Well, for the purpose of designing and running otherwise arbitrary algorithms/code, it seems like four independent SIMD core/chips (with 1000/many kernels each) is quite different from a 1000 thousand cores each running instructions independently. The latter offers more options.

dragontamer · on Aug 30, 2021

There are 64 CUs per AMD Vega (a GPU from 2017 mind you: top end back then but just kinda middle-of-the-road these days).

So each CU runs natively 4-wavefronts (and scales to 40-wavefronts as resources allow). Each wavefront is a 64-wide SIMD, with 256-SIMD lanes total running per CU.
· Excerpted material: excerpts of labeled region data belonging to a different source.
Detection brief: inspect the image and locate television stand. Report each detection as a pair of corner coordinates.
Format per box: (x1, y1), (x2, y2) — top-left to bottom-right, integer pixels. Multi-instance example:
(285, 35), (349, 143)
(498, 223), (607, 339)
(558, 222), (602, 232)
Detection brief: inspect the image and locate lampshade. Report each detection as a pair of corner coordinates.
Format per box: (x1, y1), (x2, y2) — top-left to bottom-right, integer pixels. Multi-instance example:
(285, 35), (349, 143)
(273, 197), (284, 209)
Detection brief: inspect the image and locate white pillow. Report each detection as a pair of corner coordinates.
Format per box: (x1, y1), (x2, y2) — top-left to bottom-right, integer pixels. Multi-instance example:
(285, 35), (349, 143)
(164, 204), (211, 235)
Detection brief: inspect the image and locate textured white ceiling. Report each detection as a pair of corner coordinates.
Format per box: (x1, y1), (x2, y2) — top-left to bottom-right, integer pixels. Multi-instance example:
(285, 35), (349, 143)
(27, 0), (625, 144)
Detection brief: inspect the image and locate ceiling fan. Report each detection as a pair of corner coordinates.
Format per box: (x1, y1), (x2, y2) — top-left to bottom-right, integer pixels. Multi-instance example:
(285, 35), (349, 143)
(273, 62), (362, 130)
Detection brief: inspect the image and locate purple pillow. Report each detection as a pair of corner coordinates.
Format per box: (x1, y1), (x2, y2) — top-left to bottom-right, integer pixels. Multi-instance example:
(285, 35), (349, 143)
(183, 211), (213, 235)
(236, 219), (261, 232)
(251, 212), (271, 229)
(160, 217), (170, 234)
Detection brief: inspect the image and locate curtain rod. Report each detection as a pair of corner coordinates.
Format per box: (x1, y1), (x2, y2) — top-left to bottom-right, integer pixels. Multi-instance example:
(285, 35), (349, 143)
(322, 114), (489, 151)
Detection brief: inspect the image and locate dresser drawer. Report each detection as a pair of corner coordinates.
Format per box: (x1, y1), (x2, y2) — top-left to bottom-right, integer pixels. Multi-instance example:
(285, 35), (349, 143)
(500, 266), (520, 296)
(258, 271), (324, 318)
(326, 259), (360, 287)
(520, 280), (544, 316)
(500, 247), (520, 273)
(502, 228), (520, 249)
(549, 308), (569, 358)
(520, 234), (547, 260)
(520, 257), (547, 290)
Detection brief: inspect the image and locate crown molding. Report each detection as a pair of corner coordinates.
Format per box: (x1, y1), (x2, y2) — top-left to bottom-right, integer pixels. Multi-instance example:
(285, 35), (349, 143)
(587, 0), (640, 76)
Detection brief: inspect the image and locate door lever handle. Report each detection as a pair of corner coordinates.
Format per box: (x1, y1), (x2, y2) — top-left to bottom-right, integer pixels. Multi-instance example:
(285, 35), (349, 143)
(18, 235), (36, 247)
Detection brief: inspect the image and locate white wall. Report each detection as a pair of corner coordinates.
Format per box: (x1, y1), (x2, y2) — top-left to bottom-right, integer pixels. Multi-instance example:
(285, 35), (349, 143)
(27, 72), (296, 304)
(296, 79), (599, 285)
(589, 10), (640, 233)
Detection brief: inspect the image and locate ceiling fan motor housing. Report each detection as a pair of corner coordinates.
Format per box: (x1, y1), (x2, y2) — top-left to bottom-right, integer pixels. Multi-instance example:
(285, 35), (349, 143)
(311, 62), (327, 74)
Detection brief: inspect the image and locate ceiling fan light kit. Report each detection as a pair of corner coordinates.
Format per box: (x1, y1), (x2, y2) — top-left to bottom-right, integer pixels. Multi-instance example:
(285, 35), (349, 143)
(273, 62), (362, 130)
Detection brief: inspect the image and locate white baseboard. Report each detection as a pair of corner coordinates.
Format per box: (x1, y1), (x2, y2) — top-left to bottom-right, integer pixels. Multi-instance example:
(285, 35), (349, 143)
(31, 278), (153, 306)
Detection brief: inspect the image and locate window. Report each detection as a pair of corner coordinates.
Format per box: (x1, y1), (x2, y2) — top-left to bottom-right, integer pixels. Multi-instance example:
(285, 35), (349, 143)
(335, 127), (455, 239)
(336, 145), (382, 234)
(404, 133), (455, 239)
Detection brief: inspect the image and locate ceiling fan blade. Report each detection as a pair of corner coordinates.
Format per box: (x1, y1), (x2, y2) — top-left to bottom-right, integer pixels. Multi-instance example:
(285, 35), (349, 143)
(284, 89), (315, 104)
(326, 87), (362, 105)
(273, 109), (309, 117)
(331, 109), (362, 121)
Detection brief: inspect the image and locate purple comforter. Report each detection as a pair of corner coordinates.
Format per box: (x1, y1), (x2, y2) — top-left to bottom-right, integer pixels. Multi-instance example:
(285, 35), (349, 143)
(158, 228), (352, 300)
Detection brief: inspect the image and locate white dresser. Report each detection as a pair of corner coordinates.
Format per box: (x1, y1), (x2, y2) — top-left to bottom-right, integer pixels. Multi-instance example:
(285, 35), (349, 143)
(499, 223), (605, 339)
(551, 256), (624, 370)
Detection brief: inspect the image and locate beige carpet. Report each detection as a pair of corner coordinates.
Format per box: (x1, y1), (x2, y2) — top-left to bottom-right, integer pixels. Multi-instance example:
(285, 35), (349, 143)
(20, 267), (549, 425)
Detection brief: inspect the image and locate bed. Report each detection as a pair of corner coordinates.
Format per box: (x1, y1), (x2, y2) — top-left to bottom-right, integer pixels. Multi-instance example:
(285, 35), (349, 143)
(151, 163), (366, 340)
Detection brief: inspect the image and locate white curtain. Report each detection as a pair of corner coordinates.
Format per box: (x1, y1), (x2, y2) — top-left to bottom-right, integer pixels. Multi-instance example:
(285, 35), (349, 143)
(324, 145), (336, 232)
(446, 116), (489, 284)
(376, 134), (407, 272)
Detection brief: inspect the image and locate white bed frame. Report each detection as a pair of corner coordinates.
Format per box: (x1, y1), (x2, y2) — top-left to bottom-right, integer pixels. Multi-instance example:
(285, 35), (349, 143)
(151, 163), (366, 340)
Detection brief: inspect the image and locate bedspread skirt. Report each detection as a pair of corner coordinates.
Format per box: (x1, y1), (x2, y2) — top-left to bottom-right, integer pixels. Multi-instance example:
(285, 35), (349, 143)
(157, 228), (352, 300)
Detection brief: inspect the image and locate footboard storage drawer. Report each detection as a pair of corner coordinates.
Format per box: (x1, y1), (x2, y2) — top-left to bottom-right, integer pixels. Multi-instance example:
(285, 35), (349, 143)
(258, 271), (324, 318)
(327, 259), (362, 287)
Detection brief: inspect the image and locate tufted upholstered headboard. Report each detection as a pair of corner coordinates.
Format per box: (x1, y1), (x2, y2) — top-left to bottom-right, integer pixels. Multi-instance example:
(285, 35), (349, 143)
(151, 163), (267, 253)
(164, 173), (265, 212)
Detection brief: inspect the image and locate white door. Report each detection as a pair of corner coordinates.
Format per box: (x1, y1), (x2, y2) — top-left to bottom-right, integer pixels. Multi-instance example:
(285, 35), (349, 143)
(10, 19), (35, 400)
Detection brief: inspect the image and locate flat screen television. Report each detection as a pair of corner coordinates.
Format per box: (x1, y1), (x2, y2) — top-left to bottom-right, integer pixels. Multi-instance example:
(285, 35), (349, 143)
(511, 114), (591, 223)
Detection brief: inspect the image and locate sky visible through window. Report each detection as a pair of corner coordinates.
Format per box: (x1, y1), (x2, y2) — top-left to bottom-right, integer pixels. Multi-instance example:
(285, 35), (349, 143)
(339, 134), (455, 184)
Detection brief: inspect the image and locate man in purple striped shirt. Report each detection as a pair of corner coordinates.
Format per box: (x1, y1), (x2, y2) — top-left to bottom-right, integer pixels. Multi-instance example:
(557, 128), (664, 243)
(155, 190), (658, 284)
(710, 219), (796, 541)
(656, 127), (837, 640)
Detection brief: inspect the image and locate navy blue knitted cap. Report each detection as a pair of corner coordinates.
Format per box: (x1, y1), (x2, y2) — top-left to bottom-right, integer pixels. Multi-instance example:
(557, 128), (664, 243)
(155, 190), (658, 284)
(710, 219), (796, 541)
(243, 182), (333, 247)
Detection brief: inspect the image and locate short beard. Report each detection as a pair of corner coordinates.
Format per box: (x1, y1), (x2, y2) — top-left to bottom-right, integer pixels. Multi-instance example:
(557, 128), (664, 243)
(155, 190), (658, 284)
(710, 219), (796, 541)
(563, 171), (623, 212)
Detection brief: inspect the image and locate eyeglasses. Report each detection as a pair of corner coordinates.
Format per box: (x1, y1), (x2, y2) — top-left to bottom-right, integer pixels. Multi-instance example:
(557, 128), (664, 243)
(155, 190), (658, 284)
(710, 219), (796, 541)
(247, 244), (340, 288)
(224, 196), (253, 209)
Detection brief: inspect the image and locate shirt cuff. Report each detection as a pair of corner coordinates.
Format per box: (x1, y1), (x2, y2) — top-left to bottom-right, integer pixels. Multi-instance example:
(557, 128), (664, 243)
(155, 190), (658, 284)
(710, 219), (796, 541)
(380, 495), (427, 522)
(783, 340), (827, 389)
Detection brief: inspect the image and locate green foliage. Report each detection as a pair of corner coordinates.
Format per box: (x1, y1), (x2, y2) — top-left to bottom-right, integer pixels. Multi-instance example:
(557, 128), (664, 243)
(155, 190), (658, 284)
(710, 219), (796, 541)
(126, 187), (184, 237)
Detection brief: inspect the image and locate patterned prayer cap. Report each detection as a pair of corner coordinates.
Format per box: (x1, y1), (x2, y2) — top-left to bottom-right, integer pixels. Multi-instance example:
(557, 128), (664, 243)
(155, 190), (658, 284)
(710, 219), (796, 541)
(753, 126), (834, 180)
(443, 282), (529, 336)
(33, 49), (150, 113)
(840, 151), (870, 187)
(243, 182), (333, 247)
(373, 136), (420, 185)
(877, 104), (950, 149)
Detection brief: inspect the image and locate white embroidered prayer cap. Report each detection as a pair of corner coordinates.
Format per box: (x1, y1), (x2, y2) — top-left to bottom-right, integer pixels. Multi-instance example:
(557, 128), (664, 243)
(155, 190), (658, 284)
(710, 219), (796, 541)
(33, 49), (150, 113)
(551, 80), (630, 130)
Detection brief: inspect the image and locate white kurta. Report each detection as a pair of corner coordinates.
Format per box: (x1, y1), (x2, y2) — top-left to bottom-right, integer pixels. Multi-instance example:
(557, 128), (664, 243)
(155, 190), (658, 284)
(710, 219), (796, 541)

That's 16,384 "threads" of execution on a 4-year old GPU before all cores are "lit up" and utilized... with the option to have up to 163,840 "threads" at max 40-way occupancy (useful if you have low register usage per kernel and a dependency on something that's high-latency for some reason). These are mapped into 4096 physical SIMD-lanes / "threads" that physically execute per clock tick.

---------

At any given time, there are only 256 instruction pointers actually being executed. Which is where and how a GPU manages to be efficient (but also the weakness of a GPU: why it has issues with "branch divergence").

EDIT: The general assumption of the SIMD model of computers (like GPUs) is that line#250 is probably going to be executed by many, many "threads". So these "threads" instead become SIMD lanes, and are batched together to execute line #250 all together, saving power on decoding, instruction pointer tracking, the stack, etc. etc.

As long as enough threads are doing similar things all together, its more efficient to batch them up as a 64-wide AMD wavefront or 32-wide NVidia block. The programmer must be aware of this assumption. However, the underlying machine still has gross amounts of flexibility in terms of how to implement it. So it could be an MIMD machine under the hood, even if the programming model is SIMD.

-----

There's also the issue that when you KNOW 64-lanes are working together, you have assurances of where the data is. Things like bpermute and permute instructions can exist (aka: shuffle the bytes between the lanes) because you know all 64 lanes are on the same line of code. So in practice, cross-thread collaboration (such as prefix-sum, scan operations, compress, expand...) are more efficient on SIMD model than the equivalent mutex/atomic/compare-and-swap style programming of CPUs.

Something like a Raytracer (bounce these 64-simulated light paths around), and organizing which ones go where (compress into hit_array vs compress into miss_array) are fundamentally more efficient on the GPU/SIMD style programming, than the heavy CPU-based threaded model.

joe_the_user · on Aug 31, 2021

Thanks for the at-length reply.

I should make it clearer - I'm looking to run that's data-intenive, structurally MIMD but with some SIMD aspects. I'm trying to figure out the most cost-effective chip with which to do this.

The other question is whether chips like Esperanto's product have effective primitive for reduce operations and how much general memory through-put they have compared to a GPU.